I do enjoy lunches so much. Here are two of my recent favorites.
Birthday Lunch. The first was to celebrate my birthday a few days ago. I had gone to the North End the previous week to replenish my supply of the best dried porcini (1/2 kilo bag and a small bank loan). The grocer I rely on there is Salumeria Italiana, and I also picked up a package that looked intriguing: pasta with truffle, a tagliolini by Morelli. I decided that this would be stupendous with Tartufata, a mixture of cooked porcini, black olives and truffles, also from Italy. It was easy to do: boil the pasta (which cooked very quickly), toss with tartufata and reserved pasta water, add some chopped up marinated tomatoes, a few basil leaves, salt and pepper and a drizzle of olive oil. Pair it with a bottle of 2011 Riecine Chianti Classico, a stunning raw and natural wine from John at Social Wines, and be very happy that you are alive on your birthday to enjoy it all.

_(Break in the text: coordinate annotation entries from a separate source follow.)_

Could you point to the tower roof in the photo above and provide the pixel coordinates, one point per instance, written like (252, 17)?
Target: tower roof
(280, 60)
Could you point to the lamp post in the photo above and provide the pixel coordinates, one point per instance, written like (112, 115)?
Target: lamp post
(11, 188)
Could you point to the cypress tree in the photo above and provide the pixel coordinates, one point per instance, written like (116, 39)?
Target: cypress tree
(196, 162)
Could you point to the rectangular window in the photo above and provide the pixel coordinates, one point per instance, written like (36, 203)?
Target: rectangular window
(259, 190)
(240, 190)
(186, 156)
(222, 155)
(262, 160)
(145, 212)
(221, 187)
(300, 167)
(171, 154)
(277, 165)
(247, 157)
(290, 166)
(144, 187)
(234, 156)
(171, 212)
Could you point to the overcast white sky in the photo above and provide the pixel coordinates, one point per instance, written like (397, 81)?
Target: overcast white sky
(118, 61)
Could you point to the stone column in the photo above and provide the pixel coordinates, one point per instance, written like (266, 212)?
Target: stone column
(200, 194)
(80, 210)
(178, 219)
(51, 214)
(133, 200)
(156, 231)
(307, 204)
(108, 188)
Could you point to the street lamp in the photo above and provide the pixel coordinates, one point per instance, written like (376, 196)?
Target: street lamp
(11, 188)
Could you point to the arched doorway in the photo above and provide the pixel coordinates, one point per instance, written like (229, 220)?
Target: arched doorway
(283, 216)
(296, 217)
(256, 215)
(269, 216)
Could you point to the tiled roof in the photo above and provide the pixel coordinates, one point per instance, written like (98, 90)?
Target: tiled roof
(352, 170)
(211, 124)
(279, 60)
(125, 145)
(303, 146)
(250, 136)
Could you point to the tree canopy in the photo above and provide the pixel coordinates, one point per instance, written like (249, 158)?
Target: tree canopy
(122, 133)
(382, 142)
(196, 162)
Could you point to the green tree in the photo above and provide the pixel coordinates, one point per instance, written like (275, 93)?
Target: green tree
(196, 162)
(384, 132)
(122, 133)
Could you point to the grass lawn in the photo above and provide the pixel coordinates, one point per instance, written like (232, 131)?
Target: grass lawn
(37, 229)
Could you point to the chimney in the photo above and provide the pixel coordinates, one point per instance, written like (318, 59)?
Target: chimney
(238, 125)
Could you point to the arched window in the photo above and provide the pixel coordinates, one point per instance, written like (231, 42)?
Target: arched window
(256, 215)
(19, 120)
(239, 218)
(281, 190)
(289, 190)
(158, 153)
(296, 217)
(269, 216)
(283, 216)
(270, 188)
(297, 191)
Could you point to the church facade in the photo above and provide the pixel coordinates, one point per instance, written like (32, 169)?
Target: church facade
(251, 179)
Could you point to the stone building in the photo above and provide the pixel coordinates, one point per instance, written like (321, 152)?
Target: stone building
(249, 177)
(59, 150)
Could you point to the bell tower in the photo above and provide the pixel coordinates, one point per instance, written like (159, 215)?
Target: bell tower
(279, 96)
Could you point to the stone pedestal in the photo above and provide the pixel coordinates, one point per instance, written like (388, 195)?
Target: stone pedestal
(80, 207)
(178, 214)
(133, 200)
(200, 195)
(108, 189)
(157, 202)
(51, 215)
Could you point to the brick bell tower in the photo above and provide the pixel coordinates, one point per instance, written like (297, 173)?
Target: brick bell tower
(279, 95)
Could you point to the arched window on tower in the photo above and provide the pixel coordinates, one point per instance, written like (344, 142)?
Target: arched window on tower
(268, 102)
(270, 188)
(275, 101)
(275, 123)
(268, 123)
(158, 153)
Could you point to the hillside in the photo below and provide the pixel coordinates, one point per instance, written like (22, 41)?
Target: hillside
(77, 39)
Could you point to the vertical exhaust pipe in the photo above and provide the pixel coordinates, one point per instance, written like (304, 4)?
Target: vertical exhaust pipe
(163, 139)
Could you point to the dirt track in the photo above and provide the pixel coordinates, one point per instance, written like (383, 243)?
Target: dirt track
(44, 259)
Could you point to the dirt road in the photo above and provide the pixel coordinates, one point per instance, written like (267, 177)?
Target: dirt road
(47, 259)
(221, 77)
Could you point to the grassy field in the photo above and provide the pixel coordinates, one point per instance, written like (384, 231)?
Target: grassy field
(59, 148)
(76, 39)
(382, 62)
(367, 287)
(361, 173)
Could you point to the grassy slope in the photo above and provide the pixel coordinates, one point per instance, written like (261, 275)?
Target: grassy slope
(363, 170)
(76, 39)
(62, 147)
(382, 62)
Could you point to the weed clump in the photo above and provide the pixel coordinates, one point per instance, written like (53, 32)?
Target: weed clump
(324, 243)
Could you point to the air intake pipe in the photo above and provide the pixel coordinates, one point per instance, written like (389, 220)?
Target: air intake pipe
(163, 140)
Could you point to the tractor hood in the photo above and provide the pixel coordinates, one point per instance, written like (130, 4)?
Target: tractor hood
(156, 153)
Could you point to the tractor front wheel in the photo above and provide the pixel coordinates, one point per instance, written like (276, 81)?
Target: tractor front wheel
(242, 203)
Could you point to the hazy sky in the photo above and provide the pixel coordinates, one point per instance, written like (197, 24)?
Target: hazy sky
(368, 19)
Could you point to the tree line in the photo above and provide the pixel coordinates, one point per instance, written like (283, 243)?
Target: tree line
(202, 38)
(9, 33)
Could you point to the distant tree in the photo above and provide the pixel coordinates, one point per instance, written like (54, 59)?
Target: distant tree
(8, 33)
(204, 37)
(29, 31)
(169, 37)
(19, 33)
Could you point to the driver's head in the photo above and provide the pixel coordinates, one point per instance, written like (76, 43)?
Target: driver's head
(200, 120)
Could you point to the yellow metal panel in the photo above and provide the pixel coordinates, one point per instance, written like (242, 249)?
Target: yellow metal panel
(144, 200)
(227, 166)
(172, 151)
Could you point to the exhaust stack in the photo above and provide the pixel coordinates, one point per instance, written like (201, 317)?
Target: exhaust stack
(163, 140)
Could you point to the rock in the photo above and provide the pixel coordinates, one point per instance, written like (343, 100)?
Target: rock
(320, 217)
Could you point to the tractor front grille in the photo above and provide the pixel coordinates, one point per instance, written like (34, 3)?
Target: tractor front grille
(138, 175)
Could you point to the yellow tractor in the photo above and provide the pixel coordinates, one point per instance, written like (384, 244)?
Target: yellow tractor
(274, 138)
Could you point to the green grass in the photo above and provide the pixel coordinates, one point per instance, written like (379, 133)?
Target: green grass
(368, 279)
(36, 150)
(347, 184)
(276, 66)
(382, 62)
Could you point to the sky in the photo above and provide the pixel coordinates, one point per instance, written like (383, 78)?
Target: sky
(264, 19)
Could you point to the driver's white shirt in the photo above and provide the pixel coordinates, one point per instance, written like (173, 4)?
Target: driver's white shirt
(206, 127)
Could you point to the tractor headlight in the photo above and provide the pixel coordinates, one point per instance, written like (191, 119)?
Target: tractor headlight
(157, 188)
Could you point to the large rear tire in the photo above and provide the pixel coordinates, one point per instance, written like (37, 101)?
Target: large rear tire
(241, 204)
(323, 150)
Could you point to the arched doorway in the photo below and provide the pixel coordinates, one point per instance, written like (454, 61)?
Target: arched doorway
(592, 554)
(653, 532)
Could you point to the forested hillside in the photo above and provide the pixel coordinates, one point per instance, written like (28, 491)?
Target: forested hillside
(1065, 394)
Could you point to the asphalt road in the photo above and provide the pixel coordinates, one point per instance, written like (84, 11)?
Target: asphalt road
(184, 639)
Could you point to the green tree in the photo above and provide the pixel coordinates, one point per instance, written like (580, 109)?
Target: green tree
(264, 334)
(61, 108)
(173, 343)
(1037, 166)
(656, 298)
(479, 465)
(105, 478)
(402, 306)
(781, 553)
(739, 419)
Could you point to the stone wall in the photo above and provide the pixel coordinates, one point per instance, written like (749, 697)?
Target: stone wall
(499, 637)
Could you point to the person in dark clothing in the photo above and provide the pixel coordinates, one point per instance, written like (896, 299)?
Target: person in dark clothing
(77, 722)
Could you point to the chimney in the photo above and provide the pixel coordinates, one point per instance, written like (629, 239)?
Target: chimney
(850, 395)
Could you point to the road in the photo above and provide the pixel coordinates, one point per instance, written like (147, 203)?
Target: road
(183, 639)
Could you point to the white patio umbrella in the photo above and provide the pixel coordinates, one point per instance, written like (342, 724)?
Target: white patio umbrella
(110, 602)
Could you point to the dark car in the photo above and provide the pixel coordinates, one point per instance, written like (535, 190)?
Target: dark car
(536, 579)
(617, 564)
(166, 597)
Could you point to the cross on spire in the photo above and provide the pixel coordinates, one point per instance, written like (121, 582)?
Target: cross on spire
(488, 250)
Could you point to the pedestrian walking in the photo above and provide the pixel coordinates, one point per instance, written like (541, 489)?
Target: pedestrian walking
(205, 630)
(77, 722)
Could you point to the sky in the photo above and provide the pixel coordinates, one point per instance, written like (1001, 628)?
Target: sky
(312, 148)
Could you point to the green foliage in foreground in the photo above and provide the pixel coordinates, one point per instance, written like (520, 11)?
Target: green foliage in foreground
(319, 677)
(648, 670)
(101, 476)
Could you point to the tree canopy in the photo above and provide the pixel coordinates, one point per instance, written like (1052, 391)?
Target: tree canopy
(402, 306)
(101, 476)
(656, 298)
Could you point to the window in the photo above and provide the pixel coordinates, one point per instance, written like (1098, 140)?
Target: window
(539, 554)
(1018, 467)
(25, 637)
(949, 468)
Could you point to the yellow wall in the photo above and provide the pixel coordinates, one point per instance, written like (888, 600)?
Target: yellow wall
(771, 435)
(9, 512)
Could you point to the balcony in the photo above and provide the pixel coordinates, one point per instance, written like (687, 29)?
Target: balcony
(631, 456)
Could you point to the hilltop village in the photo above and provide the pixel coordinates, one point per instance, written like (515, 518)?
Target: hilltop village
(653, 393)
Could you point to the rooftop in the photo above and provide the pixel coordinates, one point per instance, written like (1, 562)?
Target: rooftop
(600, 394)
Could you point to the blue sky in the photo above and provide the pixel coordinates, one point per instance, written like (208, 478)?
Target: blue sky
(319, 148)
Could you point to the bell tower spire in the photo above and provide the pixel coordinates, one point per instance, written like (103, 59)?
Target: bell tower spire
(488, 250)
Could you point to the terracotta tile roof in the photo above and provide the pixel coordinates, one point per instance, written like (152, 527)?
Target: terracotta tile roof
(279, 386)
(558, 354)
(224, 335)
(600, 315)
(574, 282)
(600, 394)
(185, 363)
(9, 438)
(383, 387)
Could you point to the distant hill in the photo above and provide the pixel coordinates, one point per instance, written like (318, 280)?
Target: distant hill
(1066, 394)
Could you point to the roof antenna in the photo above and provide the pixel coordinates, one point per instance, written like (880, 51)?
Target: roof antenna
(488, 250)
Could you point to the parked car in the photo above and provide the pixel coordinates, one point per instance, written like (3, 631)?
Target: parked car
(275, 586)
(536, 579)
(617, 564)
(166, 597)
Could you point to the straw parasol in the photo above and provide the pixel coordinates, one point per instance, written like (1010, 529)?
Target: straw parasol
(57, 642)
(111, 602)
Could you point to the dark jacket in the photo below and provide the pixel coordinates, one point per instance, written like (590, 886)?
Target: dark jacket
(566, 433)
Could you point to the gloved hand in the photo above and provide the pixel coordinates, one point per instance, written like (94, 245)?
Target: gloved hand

White Eggplant and Tomato in the Style of Santorini. Today was a quiet Sunday. At the farmers market in West Acton I bought a few things, and the most interesting was a white eggplant variety, similar to one I had in Santorini. So I made a late lunch with this, and some of my other favorite items of the week — new red potatoes, and cooked red Tolosa beans from the Basque country of Spain. This eggplant was quite firm, with very few seeds, so it took quite awhile to soften and be fully cooked, using a non-stick skillet and several glugs of olive oil from Puglia and lemon thyme from our garden.
I removed the cooked eggplant to a serving platter, then heated some more olive oil (first flavored with three cloves of garlic) and made a rich, thick tomato sauce with peeled chopped fresh tomatoes (2), canned Italian tomatoes (3) and juice, and 2 tablespoons of double-concentrated tomato paste from Santorini. The sauce was cooled and then layered atop each slice of eggplant, and topped with salt-packed Spanish capers which had been rinsed and drained a few times.
The Tolosa beans had been cooked the day before, so they just needed to be heated up with finely diced red onion and olive oil, and the potatoes were simply boiled until tender, peeled, and seasoned generously with olive oil, salt and pepper. The wine was perfect for it — the rest of the bottle of Riecine Chianti.